Estimating the prediction (lack of) accuracy
Several strategies to estimate prediction accuracy of a classifier:
(1) Compute a test error (as above): Partition the data set \(\mathcal{S}\) into a training set \(\mathcal{S}_\text{train}\) (to train the classifier) and a test set \(\mathcal{S}_\text{test}\) (on which to evaluate the misclassification rate \(e_\text{test}\)).
(2) Compute an \(L\)-fold cross-validation error:
Partition the data set \(\mathcal{S}\) into \(L\) folds \(\mathcal{S}_{\ell}\), \(\ell=1,\ldots,L\). For each \(\ell\), evaluate the test error \(e_{\text{test},\ell}\) associated with training set \(\mathcal{S}\setminus\mathcal{S}_{\ell}\) and test set \(\mathcal{S}_{\ell}\).
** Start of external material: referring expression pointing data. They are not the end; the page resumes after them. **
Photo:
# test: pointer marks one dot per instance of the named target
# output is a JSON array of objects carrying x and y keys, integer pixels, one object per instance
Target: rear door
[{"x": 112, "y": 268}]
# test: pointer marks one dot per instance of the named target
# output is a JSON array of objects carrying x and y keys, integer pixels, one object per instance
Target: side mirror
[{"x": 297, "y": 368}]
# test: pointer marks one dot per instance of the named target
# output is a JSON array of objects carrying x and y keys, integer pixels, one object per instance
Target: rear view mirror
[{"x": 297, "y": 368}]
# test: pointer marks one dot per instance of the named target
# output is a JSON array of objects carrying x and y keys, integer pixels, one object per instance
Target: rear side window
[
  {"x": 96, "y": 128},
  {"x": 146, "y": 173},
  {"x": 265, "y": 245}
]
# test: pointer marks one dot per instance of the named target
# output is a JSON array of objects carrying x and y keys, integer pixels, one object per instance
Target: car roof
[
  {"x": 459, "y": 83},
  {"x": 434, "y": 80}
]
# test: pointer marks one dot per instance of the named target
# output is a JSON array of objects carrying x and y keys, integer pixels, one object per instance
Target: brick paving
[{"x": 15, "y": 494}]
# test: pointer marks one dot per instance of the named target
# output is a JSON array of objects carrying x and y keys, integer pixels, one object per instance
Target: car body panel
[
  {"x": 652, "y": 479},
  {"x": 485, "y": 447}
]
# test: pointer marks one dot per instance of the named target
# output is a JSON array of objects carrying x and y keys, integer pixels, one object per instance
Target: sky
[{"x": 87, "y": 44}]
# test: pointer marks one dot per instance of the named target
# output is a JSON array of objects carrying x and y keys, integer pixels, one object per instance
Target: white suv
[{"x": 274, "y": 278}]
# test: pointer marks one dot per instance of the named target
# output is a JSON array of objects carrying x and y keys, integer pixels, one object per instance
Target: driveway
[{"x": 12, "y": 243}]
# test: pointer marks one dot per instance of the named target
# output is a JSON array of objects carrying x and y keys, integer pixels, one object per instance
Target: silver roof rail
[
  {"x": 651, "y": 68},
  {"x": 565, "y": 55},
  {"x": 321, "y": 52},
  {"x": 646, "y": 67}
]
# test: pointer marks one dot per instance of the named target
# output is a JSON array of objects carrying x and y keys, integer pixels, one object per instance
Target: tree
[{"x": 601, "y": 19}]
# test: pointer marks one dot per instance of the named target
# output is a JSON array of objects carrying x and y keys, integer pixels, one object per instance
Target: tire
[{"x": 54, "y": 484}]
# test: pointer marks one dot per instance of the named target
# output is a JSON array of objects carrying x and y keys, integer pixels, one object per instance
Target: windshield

Then the (\(L\)-fold) ‘cross-validation error’ is: \[
e_\text{CV}=\frac{1}{L}\sum_{\ell=1}^L e_{\text{test},\ell}
\]
(3) Compute the Out-Of-Bag (OOB) error:
For each observation \(X_i\) from \(\mathcal{S}\), define the OOB prediction as \[
\phi_{\mathcal{S}}^\text{OOB}(X_i)
= \underset{k\in\{1,\ldots,K\}}{\operatorname{argmax}} \# \{ b:\phi_{\mathcal{S}^{*b}}(X_i)=k
\textrm{ and } (X_i,Y_i)\notin \mathcal{S}^{*b} \}
\] This is a majority voting discarding, quite naturally, bootstrap samples that use \((X_i,Y_i)\) to train the classification tree. The OOB error is then the corresponding misclassification rate \[
e_\text{OOB}=\frac{1}{n}\sum_{i=1}^n
\mathbb{1}[ \phi_{\mathcal{S}}^\text{OOB}(X_i) \neq Y_i]
\]